Likewise digital recordings are often accessed via a sort of licensing. Ian noticed this when she found one of her favorite recordings remixed and remastered in a way she found annoying. When she attempted to find the old recording online, she failed.

Record ownership falls under this rubric for me, but I don’t remember Ian mentioning that.

Like an idiot I parted with most of my favorite records a long time ago. But I had so many that the remnant is still a significant part of my life now that I realize how valuable and important certain recordings are to me.

When it came to replacing CDs I had at least learned that technological lesson: don’t jump on a Technological bandwagon with both feet, you probably will regret it.
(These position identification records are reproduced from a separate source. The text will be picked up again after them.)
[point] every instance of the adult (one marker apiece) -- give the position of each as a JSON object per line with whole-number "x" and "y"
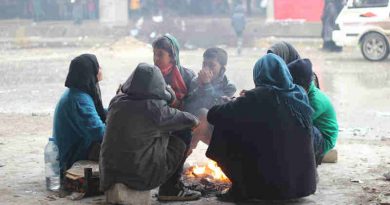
{"x": 79, "y": 118}
{"x": 138, "y": 149}
{"x": 262, "y": 140}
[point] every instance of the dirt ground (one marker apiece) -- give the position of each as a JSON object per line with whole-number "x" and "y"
{"x": 32, "y": 80}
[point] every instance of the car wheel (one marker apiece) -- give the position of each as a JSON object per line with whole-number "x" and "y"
{"x": 374, "y": 47}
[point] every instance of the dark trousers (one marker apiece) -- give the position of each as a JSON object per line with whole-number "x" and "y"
{"x": 174, "y": 180}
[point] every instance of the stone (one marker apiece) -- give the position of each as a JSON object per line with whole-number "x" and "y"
{"x": 121, "y": 194}
{"x": 330, "y": 157}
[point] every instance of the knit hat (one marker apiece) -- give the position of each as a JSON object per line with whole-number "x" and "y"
{"x": 301, "y": 71}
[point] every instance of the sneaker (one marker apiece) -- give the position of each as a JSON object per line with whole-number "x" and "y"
{"x": 177, "y": 193}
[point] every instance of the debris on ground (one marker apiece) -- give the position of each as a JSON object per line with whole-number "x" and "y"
{"x": 357, "y": 181}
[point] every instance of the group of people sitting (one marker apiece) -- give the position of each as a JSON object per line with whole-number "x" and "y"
{"x": 268, "y": 141}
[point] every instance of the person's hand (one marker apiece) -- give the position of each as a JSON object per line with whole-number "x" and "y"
{"x": 119, "y": 90}
{"x": 242, "y": 93}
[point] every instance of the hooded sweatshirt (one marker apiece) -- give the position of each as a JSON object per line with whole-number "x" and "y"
{"x": 138, "y": 149}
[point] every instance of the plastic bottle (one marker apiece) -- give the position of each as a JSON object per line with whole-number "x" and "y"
{"x": 52, "y": 166}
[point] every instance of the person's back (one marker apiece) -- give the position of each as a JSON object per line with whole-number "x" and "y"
{"x": 325, "y": 124}
{"x": 272, "y": 150}
{"x": 263, "y": 140}
{"x": 324, "y": 117}
{"x": 138, "y": 149}
{"x": 79, "y": 116}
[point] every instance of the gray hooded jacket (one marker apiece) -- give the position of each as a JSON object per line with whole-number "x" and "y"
{"x": 137, "y": 148}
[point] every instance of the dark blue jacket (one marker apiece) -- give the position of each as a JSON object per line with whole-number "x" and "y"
{"x": 76, "y": 126}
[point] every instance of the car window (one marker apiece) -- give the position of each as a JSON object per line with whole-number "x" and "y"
{"x": 370, "y": 3}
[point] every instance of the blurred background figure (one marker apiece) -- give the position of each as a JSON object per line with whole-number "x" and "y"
{"x": 332, "y": 9}
{"x": 77, "y": 11}
{"x": 134, "y": 9}
{"x": 38, "y": 13}
{"x": 238, "y": 23}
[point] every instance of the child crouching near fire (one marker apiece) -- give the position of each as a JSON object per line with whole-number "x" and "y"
{"x": 210, "y": 88}
{"x": 138, "y": 150}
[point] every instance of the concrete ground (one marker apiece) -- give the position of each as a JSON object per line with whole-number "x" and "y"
{"x": 32, "y": 81}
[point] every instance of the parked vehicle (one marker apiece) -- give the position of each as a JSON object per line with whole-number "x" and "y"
{"x": 365, "y": 23}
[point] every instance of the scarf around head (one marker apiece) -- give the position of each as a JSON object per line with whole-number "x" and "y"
{"x": 177, "y": 82}
{"x": 82, "y": 75}
{"x": 272, "y": 72}
{"x": 284, "y": 50}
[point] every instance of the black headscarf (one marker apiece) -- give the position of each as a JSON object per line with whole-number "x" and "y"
{"x": 82, "y": 75}
{"x": 272, "y": 72}
{"x": 284, "y": 50}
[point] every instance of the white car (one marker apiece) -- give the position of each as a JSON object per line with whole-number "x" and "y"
{"x": 365, "y": 23}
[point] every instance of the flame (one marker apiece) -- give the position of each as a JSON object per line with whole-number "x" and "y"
{"x": 211, "y": 171}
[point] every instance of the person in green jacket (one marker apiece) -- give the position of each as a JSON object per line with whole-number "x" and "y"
{"x": 325, "y": 126}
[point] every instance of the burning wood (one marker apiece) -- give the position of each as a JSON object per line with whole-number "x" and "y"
{"x": 208, "y": 179}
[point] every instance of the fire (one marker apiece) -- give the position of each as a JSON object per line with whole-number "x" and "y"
{"x": 210, "y": 171}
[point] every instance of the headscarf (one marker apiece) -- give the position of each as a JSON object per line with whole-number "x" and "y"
{"x": 284, "y": 50}
{"x": 302, "y": 72}
{"x": 177, "y": 82}
{"x": 82, "y": 75}
{"x": 146, "y": 82}
{"x": 272, "y": 72}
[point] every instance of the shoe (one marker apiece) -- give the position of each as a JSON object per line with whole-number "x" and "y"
{"x": 177, "y": 193}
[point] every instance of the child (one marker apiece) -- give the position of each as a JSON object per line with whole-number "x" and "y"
{"x": 325, "y": 127}
{"x": 138, "y": 149}
{"x": 210, "y": 88}
{"x": 79, "y": 118}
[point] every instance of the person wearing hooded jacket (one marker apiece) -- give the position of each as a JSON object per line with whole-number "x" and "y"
{"x": 325, "y": 125}
{"x": 262, "y": 141}
{"x": 166, "y": 58}
{"x": 139, "y": 148}
{"x": 79, "y": 117}
{"x": 210, "y": 88}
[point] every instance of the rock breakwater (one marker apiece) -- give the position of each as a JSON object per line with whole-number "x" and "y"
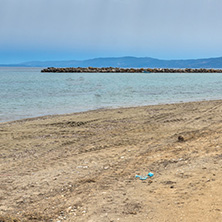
{"x": 129, "y": 70}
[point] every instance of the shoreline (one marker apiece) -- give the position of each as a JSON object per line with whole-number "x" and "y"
{"x": 83, "y": 166}
{"x": 104, "y": 109}
{"x": 128, "y": 70}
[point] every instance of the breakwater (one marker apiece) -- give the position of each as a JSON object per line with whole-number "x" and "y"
{"x": 129, "y": 70}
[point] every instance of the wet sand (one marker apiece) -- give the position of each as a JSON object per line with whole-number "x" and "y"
{"x": 82, "y": 167}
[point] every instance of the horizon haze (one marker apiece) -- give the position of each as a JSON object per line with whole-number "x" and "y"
{"x": 53, "y": 30}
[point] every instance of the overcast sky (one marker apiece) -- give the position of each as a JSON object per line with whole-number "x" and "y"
{"x": 81, "y": 29}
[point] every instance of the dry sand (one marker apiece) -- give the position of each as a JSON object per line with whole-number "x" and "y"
{"x": 82, "y": 167}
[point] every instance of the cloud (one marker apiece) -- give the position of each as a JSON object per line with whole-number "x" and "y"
{"x": 112, "y": 25}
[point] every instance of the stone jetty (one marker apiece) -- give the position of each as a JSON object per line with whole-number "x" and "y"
{"x": 129, "y": 70}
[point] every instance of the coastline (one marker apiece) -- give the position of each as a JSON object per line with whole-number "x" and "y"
{"x": 128, "y": 70}
{"x": 82, "y": 166}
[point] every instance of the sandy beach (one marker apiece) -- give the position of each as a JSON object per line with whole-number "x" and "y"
{"x": 82, "y": 166}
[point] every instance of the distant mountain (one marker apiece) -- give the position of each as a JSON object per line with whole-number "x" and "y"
{"x": 127, "y": 62}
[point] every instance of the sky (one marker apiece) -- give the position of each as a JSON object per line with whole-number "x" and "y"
{"x": 51, "y": 30}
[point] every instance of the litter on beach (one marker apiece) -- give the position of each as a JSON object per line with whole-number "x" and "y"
{"x": 145, "y": 177}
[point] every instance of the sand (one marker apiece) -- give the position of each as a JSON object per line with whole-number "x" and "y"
{"x": 82, "y": 167}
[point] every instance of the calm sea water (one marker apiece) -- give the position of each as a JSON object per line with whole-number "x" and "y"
{"x": 26, "y": 92}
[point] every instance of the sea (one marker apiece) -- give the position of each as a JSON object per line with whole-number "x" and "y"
{"x": 26, "y": 92}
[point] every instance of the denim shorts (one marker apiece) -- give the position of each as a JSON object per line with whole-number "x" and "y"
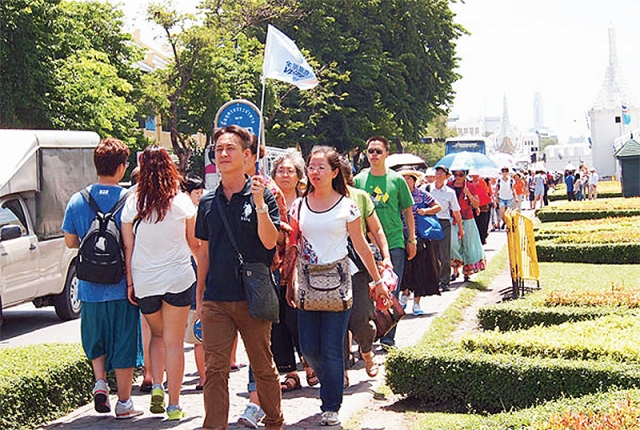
{"x": 152, "y": 304}
{"x": 507, "y": 203}
{"x": 113, "y": 329}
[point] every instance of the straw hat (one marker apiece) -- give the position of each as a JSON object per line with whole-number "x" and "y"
{"x": 416, "y": 175}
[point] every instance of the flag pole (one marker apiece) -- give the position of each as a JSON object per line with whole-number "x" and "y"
{"x": 261, "y": 126}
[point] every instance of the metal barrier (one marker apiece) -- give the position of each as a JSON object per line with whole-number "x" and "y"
{"x": 523, "y": 258}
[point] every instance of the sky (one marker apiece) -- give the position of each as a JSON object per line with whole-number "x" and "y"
{"x": 559, "y": 48}
{"x": 516, "y": 48}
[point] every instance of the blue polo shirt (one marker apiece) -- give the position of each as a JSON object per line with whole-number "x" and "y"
{"x": 223, "y": 283}
{"x": 77, "y": 220}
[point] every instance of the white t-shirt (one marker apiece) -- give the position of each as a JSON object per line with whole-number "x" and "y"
{"x": 324, "y": 234}
{"x": 505, "y": 191}
{"x": 161, "y": 261}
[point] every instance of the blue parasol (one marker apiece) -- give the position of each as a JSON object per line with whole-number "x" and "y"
{"x": 466, "y": 160}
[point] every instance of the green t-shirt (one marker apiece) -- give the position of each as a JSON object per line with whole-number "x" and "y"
{"x": 390, "y": 195}
{"x": 364, "y": 203}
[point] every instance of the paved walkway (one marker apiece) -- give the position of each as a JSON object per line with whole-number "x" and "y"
{"x": 301, "y": 407}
Thus, my CD collection is on my porch gathering dust. I only have broken out CDs to listen to in my cars which I always make sure have a function player.
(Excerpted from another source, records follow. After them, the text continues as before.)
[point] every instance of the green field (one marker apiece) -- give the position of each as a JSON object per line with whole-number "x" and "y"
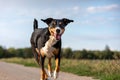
{"x": 100, "y": 69}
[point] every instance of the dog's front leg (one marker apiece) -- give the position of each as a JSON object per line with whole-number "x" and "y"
{"x": 57, "y": 68}
{"x": 44, "y": 75}
{"x": 49, "y": 67}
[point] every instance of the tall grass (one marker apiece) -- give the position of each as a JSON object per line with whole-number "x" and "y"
{"x": 102, "y": 69}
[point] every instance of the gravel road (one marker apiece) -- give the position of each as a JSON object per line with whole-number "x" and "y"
{"x": 10, "y": 71}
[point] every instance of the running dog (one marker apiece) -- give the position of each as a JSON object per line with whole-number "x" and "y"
{"x": 46, "y": 42}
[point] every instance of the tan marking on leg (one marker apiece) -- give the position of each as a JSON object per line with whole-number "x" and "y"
{"x": 42, "y": 74}
{"x": 56, "y": 51}
{"x": 42, "y": 52}
{"x": 57, "y": 68}
{"x": 57, "y": 65}
{"x": 49, "y": 67}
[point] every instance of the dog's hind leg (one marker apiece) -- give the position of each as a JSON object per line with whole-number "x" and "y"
{"x": 57, "y": 68}
{"x": 49, "y": 67}
{"x": 44, "y": 75}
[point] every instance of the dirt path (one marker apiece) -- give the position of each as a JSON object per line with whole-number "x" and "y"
{"x": 9, "y": 71}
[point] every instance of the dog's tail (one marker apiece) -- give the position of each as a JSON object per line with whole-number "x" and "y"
{"x": 35, "y": 24}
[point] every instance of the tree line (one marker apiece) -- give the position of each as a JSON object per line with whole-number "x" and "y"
{"x": 65, "y": 53}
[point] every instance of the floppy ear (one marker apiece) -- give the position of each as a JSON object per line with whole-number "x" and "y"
{"x": 66, "y": 21}
{"x": 47, "y": 21}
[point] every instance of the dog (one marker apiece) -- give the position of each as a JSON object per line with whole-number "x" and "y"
{"x": 46, "y": 42}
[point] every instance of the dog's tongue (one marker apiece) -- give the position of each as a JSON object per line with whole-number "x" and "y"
{"x": 58, "y": 36}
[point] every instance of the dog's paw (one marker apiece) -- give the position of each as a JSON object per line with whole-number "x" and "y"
{"x": 55, "y": 75}
{"x": 49, "y": 74}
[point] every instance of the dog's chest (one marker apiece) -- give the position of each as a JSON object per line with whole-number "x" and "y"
{"x": 48, "y": 48}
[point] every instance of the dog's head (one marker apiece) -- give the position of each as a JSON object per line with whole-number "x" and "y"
{"x": 56, "y": 26}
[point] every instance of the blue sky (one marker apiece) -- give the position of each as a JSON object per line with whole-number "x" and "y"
{"x": 96, "y": 22}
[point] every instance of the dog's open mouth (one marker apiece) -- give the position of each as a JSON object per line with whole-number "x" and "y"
{"x": 57, "y": 36}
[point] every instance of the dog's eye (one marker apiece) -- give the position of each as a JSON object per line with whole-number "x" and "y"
{"x": 52, "y": 25}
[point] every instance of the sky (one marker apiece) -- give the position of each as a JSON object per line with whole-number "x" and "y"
{"x": 96, "y": 22}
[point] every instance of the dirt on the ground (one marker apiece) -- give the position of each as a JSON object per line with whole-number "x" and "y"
{"x": 10, "y": 71}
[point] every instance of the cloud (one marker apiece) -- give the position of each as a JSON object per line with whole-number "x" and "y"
{"x": 112, "y": 7}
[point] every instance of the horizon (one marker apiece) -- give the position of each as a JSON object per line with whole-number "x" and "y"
{"x": 96, "y": 23}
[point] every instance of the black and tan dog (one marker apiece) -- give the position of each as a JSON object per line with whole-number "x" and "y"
{"x": 46, "y": 42}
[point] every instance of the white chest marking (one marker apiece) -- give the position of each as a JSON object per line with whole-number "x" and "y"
{"x": 48, "y": 49}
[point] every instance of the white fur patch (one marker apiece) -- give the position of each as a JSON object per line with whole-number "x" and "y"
{"x": 48, "y": 49}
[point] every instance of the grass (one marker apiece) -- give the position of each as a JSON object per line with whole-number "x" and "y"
{"x": 101, "y": 69}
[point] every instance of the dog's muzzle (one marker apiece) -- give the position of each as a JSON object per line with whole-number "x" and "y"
{"x": 57, "y": 35}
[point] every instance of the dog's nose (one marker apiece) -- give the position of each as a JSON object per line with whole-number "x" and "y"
{"x": 58, "y": 30}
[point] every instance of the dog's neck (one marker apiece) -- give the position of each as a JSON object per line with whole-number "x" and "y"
{"x": 50, "y": 42}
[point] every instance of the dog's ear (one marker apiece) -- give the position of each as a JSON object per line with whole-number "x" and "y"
{"x": 66, "y": 21}
{"x": 47, "y": 21}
When Eileen and I arrived at Grace yesterday, I grabbed one of those CDs in the car. It happened to be Rattle and Hum by U2. But inside was The Joshua Tree which is also a recording I love.

I dragged out the moldering CD player and put on U2. It crackled a bit as I adjusted the volume but it did play the CD. Eileen and I listened to it as we both sorted and filed music.

My church gave me a $200 gift certificate to Readers World, the local bookstore. I now have about $40 left after ordering a bunch of books. I like shiny new books. But I also am developing a consciousness of liking old musty books.

My recent foray into Charles Ives led me logically to thinking about and reading Emerson. I have the portable Emerson.

The Portable Emerson by Ralph Waldo Emerson

These thick paperbacks from the past are wonderful. They are usually well edited and have thoughtful selections from the featured writer. I am still in the midst of the introduction by Carl Bode.

But when I fetched the Portable Emerson, I pulled out an interesting thin blue box sitting next to it on my shelf sporting the hand lettered title, Ralph Waldo Emerson’s Reading.

The box neatly unfolded.

Inside was a worn paperback copy of Ralph Waldo Emerson’s Reading: A Guide for Source-Hunters and Scholars To the One Thousand Volumes Which He Withdrew from Libraries.

The copyright is 1941. The publisher is Thistle Press, Raleigh, North Carolina.

Eileen being a retired library thought this was a violation of privacy. Me, being who I am, I thought it was very, very cool to see what books Emerson read.

Another book came in the mail yesterday. It qualifies for a bit of mustiness itself. I haven’t been able to find my copy of The Peloponnesian Wars by Thucydides. I decided to replace it but didn’t want a new glossy edition.

Mustiness was preferred. I manage to get a line on a Great Histories edition from 1963. This fits in nicely with my other books.

I started reading Jonah’s Gourd Vine by Zora Neal Hurston yesterday.

Jonah's Gourd Vine | Zora Neale Hurston

One of my Readers World purchases was two volumes of Hurston published by the Library of America. I like these editions even though they are new.

Library of America Zora Neale Hurston Edition Ser.: Hurston : Folklore,  Memoirs, and Other Writings - Mules and Men; Tell My Horse; Dust Tracks on  a Road; Selected Articles by Zora Neale
Library of America Zora Neale Hurston Edition Ser.: Hurston : Folklore,  Memoirs, and Other Writings - Mules and Men; Tell My Horse; Dust Tracks on  a Road; Selected Articles by Zora Neale

Jonah’s Gourd Vine is the first novel in one of them. I think Hurston is an amazing writer. Time to go read.